Elle concerne, outre les salles de ventes et les musées Guimet et Cernuschi, dotés de fonds chinois, 20 prestigieuses galeries situées dans les 6e et 7e arrondissements de la capitale, dont la galerie Eric Pouillot. Pour la circonstance, son directeur met à l’honneur un florilège de pièces présentées ci-après. Ce texte est complété par une évocation historique du cheval.
Le thème est heureusement choisi, d’une part, il confère pouvoir et prestige au possesseur de ces montures au fil de l’Histoire, de l’autre, cet ongulé est l’un des douze signes propitiatoires du zodiaque chinois – il faudra attendre 2026 pour célébrer son année. Il n’en reste pas moins que toutes les années sont une bonne opportunité d’honorer ce conquérant autrefois adulé par les empereurs.
En écho à la présence de ces pièces d’exception, une sélection de quelques œuvres du peintre Wang Nong (1926 – 2006), élève de Xu Beihong. Comme son maître, Wang Nong a aussi aimé Paris où il a exposé voilà plusieurs décennies.

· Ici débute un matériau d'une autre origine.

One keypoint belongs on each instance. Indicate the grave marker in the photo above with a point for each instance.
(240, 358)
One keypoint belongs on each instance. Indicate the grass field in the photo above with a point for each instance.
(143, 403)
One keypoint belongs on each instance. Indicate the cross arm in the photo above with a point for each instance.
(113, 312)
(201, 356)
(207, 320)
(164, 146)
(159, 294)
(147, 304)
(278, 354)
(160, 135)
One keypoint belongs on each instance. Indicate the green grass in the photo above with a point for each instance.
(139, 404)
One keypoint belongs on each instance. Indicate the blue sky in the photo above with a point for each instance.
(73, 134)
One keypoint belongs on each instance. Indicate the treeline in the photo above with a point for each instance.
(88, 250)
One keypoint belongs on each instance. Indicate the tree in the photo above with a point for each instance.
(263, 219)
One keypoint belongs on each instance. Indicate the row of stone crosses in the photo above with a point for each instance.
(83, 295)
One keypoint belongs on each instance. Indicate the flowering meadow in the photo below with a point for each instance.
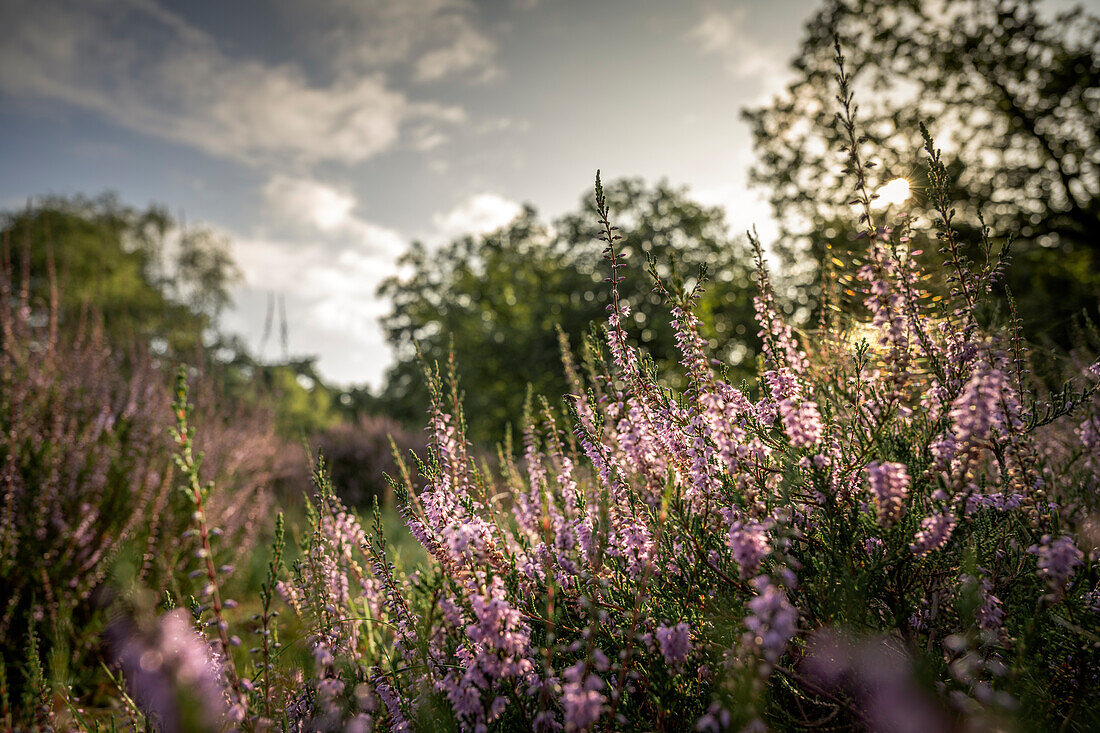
(894, 528)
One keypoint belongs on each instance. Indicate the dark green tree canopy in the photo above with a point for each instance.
(135, 270)
(1008, 89)
(501, 296)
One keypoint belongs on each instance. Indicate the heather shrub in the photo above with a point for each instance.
(894, 529)
(360, 456)
(86, 490)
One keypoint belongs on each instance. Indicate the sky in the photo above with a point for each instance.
(321, 137)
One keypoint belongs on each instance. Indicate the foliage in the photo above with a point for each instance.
(1014, 90)
(360, 456)
(85, 489)
(476, 296)
(143, 276)
(893, 533)
(893, 529)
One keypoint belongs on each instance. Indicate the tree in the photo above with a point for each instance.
(136, 271)
(1010, 93)
(497, 298)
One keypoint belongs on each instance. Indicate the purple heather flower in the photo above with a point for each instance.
(175, 662)
(978, 409)
(889, 482)
(802, 422)
(1057, 562)
(935, 532)
(674, 643)
(748, 542)
(580, 697)
(772, 621)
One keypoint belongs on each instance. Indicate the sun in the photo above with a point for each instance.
(895, 192)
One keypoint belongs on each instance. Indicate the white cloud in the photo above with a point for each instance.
(724, 34)
(437, 39)
(330, 304)
(477, 215)
(322, 206)
(149, 69)
(315, 211)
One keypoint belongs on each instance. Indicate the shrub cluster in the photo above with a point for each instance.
(894, 529)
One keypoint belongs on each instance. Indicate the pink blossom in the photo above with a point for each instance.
(1058, 559)
(889, 483)
(934, 534)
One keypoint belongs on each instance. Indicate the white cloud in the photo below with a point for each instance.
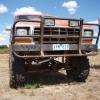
(71, 6)
(96, 22)
(3, 8)
(26, 10)
(2, 38)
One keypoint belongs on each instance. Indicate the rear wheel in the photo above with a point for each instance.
(80, 69)
(17, 71)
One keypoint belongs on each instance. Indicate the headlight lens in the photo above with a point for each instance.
(49, 22)
(88, 33)
(21, 32)
(73, 23)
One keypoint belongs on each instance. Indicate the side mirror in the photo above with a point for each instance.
(8, 28)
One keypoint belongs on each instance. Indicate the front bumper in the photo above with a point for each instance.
(49, 47)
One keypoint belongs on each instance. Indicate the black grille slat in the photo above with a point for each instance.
(58, 31)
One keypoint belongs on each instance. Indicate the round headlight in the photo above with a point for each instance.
(21, 32)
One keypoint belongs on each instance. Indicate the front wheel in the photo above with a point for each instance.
(79, 69)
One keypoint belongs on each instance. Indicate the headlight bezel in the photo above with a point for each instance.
(72, 21)
(47, 22)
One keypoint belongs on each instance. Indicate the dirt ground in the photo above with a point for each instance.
(57, 90)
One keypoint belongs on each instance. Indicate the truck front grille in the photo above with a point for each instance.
(57, 31)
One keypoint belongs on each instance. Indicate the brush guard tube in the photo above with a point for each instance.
(79, 45)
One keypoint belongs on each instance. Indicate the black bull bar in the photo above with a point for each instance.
(41, 46)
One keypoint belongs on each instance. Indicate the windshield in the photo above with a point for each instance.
(28, 17)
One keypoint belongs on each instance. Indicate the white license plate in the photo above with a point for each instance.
(60, 47)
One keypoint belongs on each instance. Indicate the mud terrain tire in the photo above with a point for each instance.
(17, 71)
(80, 69)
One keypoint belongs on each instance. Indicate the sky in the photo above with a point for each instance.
(86, 9)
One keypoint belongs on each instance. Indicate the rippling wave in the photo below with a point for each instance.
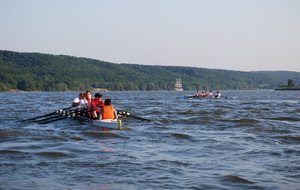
(248, 141)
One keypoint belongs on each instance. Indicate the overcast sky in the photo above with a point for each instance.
(245, 35)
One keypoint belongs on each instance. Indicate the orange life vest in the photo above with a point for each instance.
(108, 112)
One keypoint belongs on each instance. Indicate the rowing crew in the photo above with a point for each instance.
(206, 94)
(95, 108)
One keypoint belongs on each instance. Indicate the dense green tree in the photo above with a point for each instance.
(44, 72)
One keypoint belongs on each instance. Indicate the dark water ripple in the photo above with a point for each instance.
(249, 141)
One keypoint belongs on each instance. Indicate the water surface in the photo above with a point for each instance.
(251, 140)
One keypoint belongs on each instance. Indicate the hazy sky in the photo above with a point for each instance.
(246, 35)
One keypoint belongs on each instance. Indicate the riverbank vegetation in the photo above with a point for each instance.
(45, 72)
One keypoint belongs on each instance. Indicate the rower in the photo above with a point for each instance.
(218, 95)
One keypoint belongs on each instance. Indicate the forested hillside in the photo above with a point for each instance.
(45, 72)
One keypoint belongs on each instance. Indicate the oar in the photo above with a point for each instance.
(62, 116)
(49, 114)
(127, 114)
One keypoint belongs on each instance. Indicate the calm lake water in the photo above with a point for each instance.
(251, 140)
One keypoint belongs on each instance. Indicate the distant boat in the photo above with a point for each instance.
(178, 85)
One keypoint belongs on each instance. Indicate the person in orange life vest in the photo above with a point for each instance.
(88, 104)
(108, 111)
(96, 104)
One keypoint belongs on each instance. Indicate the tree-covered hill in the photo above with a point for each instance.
(45, 72)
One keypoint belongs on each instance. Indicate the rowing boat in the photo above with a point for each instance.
(115, 124)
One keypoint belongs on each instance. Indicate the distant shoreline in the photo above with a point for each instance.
(295, 88)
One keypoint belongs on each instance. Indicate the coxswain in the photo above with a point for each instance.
(108, 111)
(96, 105)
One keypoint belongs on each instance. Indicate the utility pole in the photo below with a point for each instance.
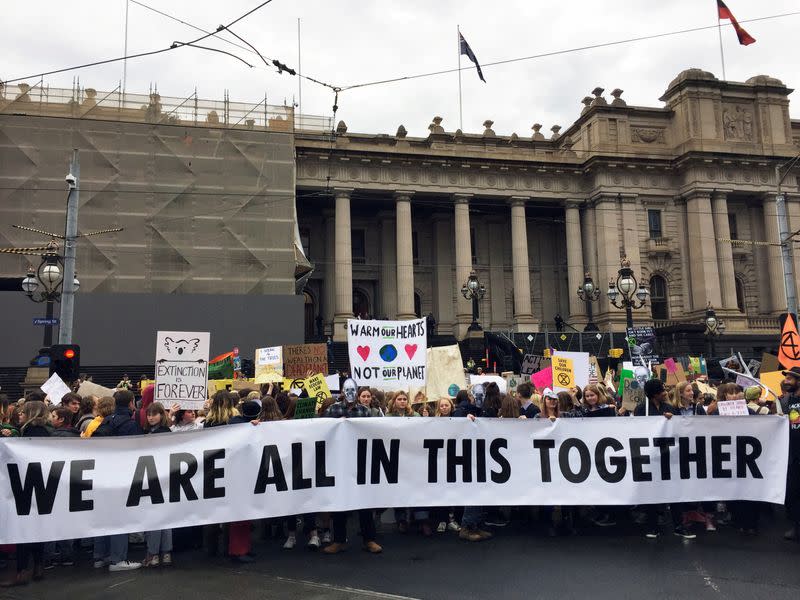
(70, 240)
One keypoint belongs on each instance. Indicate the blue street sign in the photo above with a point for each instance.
(42, 321)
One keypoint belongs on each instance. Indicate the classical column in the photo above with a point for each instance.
(405, 257)
(575, 270)
(343, 260)
(388, 292)
(702, 251)
(463, 261)
(777, 286)
(523, 314)
(727, 277)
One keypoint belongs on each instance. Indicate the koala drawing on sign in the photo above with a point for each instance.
(181, 346)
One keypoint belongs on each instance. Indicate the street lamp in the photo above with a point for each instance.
(589, 292)
(626, 292)
(714, 327)
(473, 290)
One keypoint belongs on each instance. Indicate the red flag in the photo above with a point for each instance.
(745, 39)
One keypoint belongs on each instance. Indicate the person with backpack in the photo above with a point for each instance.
(112, 550)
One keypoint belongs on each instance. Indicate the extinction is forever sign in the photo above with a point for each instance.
(387, 354)
(182, 368)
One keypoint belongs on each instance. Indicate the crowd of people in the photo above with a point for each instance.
(123, 415)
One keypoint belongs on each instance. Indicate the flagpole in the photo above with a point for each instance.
(460, 113)
(721, 53)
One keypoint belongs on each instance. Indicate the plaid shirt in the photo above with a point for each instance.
(340, 409)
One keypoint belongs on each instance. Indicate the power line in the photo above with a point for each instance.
(559, 52)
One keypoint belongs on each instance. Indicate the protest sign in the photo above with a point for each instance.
(580, 364)
(89, 388)
(269, 365)
(563, 374)
(543, 378)
(642, 344)
(113, 485)
(182, 368)
(732, 408)
(388, 355)
(317, 388)
(300, 359)
(484, 379)
(55, 388)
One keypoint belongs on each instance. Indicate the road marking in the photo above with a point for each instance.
(706, 577)
(340, 588)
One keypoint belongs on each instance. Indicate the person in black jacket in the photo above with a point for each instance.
(35, 419)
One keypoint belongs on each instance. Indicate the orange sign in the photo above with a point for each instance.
(789, 346)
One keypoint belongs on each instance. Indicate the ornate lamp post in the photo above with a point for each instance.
(626, 292)
(714, 328)
(589, 292)
(473, 290)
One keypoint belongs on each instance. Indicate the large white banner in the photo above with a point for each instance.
(182, 368)
(389, 355)
(60, 488)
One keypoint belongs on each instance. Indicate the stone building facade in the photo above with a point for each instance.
(395, 224)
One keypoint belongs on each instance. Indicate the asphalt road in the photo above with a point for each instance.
(520, 562)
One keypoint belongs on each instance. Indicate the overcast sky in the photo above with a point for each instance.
(346, 42)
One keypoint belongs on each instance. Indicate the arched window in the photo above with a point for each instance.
(740, 301)
(659, 301)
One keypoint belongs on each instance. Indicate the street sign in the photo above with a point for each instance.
(43, 321)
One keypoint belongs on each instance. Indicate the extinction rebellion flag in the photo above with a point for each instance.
(467, 51)
(745, 39)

● Du cheval de céramique : quelques jalons
par Eric Pouillot
Le cheval est un acteur essentiel de l’histoire de la Chine et l’art chinois a su générer de magnifiques représentations de l’animal. C’est à la fois à l’histoire militaire et à l’histoire sociale qu’il se réfère.
Sous la dynastie des Shang (1700-1200 avant J.C.), on le trouve attelé par deux ou quatre au moyen de joug de garrot pour tracter des chars de combat.